The carriage slowed, and Steris’s eyes flicked toward the window. “We have arrived, but it will take us time to get in. There are many carriages in front of us.”

Wax frowned, opening his window and leaning his head out. Indeed, a line of carriages and even a few motors clogged the way into the coach portico of ZoBell Tower. The skyscraper towered some twenty stories up into the night sky, its top disappearing in the dark mists.

Wax pulled back into the carriage, mist tumbling in through the now-open window beside him. Steris glanced at it, but did not ask him to close the shade.

“I guess we’ll be late,” Wax said.

Unless, of course, he improvised.

“This is the first party in the space atop the tower,” Steris said, taking a small planning notebook out of her handbag, “and the coach attendants aren’t accustomed to this heavy traffic.”

Wax smiled. “You accounted for this delay, did you?”

Steris stopped on a page in her notebook, then turned it around. There, in her neat handwriting, was a detailed agenda for their evening at the party. The third entry read, 8:17. Way into the building likely blocked by traffic.
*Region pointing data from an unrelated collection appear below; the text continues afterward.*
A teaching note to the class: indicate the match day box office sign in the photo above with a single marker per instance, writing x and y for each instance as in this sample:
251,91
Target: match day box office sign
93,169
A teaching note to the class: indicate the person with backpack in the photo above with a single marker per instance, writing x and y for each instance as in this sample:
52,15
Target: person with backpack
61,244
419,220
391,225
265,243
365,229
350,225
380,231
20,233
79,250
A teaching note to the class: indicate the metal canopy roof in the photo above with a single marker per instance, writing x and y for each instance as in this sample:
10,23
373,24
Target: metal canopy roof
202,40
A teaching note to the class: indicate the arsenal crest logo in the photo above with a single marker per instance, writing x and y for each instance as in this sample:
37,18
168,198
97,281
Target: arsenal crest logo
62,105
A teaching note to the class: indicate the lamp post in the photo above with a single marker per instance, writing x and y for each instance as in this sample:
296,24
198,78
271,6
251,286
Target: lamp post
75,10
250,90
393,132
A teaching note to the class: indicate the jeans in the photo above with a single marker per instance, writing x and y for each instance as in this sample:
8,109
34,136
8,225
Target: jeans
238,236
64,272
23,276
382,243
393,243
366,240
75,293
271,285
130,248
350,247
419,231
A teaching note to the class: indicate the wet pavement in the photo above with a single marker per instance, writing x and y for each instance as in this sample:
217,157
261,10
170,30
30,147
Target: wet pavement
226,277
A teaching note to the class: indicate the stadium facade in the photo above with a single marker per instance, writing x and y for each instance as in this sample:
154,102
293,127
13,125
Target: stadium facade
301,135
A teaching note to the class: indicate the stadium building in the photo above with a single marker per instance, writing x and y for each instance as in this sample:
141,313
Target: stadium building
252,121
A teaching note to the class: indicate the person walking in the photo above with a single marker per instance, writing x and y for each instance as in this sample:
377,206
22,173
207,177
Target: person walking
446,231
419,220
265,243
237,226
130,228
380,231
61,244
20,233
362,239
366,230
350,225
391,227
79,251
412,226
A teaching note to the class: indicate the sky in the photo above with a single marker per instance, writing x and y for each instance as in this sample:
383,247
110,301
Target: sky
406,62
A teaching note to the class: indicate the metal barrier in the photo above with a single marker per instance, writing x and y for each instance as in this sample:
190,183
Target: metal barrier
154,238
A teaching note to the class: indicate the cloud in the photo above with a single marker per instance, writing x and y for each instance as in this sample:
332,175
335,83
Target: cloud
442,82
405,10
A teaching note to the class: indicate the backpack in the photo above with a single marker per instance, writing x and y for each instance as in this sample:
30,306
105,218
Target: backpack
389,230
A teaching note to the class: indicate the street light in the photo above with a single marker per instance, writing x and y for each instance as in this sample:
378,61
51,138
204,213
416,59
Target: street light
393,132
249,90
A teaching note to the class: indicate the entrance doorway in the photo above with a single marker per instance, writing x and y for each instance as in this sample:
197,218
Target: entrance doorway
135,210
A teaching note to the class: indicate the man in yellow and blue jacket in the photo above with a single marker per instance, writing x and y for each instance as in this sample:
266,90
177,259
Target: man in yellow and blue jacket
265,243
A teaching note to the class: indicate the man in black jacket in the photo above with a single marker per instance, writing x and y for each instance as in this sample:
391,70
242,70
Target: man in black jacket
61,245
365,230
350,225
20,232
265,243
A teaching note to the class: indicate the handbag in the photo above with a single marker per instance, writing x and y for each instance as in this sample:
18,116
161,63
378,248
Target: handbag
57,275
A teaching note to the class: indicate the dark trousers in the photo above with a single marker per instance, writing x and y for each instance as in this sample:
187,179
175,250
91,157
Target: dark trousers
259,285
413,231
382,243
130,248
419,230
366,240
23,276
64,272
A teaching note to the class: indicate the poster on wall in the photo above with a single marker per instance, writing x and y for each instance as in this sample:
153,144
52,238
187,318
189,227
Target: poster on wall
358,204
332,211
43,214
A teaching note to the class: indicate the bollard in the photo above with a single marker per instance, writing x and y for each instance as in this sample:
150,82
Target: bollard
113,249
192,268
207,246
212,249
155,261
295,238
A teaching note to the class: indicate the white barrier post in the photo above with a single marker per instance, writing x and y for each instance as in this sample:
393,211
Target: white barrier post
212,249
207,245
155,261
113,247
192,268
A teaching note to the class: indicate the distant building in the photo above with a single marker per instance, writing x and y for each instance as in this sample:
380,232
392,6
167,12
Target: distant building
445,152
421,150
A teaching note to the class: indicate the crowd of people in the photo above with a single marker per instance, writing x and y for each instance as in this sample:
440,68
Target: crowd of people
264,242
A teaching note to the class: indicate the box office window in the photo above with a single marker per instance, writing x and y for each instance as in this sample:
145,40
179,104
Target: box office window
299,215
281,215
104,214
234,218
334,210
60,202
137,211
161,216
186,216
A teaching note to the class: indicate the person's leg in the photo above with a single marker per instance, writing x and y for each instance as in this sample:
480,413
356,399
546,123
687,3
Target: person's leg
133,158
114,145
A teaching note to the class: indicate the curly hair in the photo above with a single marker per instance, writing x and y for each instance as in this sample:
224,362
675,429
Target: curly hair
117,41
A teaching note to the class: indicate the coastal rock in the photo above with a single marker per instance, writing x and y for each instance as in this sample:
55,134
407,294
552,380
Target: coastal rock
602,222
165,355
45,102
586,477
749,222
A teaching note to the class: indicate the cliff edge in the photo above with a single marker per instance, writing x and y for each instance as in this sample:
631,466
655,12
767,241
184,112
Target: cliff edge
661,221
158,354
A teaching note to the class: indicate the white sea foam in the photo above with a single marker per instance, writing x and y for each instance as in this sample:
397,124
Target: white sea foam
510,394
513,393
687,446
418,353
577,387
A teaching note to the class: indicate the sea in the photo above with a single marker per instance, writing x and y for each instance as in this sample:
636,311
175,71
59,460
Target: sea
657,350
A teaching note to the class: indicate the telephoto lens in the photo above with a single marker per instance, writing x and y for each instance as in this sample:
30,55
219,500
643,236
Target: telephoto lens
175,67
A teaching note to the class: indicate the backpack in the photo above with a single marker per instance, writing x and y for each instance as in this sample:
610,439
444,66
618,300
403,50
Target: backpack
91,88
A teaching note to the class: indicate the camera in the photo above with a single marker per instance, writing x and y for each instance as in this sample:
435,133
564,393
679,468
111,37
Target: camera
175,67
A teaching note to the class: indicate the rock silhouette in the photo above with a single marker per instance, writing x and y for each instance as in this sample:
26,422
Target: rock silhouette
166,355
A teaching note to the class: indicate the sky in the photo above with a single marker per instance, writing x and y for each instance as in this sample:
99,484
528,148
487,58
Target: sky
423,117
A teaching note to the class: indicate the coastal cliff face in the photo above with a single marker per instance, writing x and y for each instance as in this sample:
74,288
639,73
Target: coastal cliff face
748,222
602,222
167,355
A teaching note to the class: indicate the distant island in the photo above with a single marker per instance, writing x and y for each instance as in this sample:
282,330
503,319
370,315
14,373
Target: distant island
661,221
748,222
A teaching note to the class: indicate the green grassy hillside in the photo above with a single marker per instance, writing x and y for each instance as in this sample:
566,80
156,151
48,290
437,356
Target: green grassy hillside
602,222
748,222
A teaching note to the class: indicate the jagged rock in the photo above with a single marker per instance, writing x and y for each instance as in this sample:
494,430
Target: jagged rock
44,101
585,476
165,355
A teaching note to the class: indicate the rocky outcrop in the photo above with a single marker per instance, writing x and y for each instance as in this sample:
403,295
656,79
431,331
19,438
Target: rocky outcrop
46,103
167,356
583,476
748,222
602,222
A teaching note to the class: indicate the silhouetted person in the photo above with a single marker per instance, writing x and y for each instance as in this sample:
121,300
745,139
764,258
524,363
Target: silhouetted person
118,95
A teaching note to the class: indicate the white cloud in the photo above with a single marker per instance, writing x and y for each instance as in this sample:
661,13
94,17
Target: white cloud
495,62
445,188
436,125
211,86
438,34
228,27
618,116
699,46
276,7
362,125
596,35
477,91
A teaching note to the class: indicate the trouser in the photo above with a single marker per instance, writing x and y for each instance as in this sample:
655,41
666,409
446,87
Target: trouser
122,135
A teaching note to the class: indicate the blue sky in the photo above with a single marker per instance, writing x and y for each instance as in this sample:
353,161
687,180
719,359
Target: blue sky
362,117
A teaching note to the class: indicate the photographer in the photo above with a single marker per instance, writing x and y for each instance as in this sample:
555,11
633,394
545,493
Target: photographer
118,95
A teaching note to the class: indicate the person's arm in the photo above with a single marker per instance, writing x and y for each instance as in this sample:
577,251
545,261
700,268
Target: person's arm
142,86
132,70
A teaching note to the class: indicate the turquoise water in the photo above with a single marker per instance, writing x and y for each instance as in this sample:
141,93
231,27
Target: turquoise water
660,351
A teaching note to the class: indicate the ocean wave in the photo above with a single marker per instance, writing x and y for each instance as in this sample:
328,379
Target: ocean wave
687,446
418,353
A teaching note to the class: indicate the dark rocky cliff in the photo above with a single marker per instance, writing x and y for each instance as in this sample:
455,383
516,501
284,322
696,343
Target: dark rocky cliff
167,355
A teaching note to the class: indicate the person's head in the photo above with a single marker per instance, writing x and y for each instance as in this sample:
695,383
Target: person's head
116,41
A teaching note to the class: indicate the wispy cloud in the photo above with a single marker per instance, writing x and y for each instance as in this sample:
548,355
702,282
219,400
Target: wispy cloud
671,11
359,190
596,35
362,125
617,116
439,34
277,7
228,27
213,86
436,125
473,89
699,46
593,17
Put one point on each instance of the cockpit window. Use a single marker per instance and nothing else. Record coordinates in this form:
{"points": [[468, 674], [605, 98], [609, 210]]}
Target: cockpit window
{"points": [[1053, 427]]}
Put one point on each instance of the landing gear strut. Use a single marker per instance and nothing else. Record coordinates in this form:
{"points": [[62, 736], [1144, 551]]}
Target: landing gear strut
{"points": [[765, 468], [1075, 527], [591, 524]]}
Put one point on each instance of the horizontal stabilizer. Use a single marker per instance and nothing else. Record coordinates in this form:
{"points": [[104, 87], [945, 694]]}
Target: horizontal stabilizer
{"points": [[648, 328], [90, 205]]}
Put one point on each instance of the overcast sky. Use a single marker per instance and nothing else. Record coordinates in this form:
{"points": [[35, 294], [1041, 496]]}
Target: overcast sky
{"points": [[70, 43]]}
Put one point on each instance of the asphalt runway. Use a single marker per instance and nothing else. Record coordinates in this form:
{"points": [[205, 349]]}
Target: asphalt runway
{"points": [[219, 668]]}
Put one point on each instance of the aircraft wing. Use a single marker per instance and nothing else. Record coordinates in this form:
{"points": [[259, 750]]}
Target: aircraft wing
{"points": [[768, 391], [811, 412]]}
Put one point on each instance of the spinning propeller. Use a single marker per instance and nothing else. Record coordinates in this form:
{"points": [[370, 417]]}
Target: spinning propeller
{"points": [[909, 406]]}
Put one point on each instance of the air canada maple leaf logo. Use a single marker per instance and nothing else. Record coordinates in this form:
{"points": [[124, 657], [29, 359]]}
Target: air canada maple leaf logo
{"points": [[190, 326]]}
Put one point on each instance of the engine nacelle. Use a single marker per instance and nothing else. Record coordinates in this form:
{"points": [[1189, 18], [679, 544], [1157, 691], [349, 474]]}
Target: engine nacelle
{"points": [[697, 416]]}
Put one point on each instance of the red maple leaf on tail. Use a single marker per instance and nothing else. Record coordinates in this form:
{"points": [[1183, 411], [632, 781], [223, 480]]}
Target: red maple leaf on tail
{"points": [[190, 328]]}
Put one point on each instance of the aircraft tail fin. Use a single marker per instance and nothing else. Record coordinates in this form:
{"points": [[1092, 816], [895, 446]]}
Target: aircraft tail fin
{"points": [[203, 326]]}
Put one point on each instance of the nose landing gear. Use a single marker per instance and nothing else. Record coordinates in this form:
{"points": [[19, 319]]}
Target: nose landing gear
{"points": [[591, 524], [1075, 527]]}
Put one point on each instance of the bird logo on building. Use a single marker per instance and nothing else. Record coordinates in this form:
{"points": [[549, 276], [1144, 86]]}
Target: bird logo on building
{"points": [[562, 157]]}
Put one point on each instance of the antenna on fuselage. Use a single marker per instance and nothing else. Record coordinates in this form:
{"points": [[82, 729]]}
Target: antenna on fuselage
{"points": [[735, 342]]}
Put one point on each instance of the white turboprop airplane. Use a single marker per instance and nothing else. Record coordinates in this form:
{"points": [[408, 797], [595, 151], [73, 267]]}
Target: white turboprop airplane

Lord Waxillium carries us up to the top floor by Allomancy, which is completely inappropriate and at the same time breathtaking.

He raised an eyebrow, checking his pocket watch, which he carried in his gunbelt—not his vest—to be easily dropped with his other metals. “It’s 8:13. You’re slipping.”

“Traffic on the promenade was lighter than I expected.”

“You really want to do this the hard way?”

“I believe this will actually be the easy way,” Steris said. “Completely inappropriate though.”

“Completely.”

“Fortunately, you have a reputation for that sort of thing, and I can’t be expected to keep you reined in. I did wear dark undergarments, though, so they won’t be as visible from below while we are flying.”

Wax smiled, then reached under his seat, getting out the package that Ranette had sent him. He tucked that under his arm, then pushed open the door. “People underestimate you, Steris.”